Upon request from a victim, officers shall complete a report for identity theft crimes occurring in the City of Columbia and for victims who either reside or are present in the City of Columbia regardless of where the crime occurred (§ 570.222, RSMo).
If the identity theft crime did not occur in the City of Columbia or the victim is not a resident, the officer may complete a courtesy report to be forwarded to the agency where the crime was committed or, if the location is unknown, to the victim’s residence agency.
While the crime of identity theft should be reported to the law enforcement agency where the victim resides, officers of this department should investigate and report crimes occurring within this jurisdiction that have resulted from the original identity theft (e.g., the identity theft occurred elsewhere but the fraud, usage of services or receipt of goods were acquired or occurred in this jurisdiction).
Officers should include all known incidents of fraudulent activity (e.g., credit card number applied for in victim’s name when the victim has never made such an application).
The victim should be advised how to place a security freeze on his/her consumer report with the three major credit bureaus.
The victim may file an identity theft complaint with the Missouri Attorney General’s Office, Consumer Protection Unit.
The victim should be encouraged to contact the Federal Trade Commission (FTC), which is responsible for receiving and processing complaints under the Identity Theft and Assumption Deterrence Act.
The victim can contact the FTC online or by telephone at 877-ID Theft (877-438-4338).
Additional consumer information about identity theft.
Tax-Related Identity Theft
Tax-related identity theft occurs when someone uses your stolen Social Security number (SSN) to file a tax return claiming a fraudulent refund.
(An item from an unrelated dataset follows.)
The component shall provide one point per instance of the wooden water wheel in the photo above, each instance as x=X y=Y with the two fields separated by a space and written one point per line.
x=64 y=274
You are likely unaware this has happened until you try to file your income tax return and cannot because someone else has already filed a return under your identity. You can also receive a letter from the IRS indicating the IRS has received a suspicious income tax return under your social security number.
If you are a victim of tax-related identity theft and do not have an suspect information, a police report is not required. Victims are asked to complete an Identity Theft Affidavit (Form 14039) on the IRS website. Victims should then mail the Identity Theft Affidavit and their income tax return using the most appropriate IRS income tax return forms. For more information regarding this process, view this IRS document.
If you are a victim of tax-related identity theft and have suspect information, contact the your local law enforcement to make a report.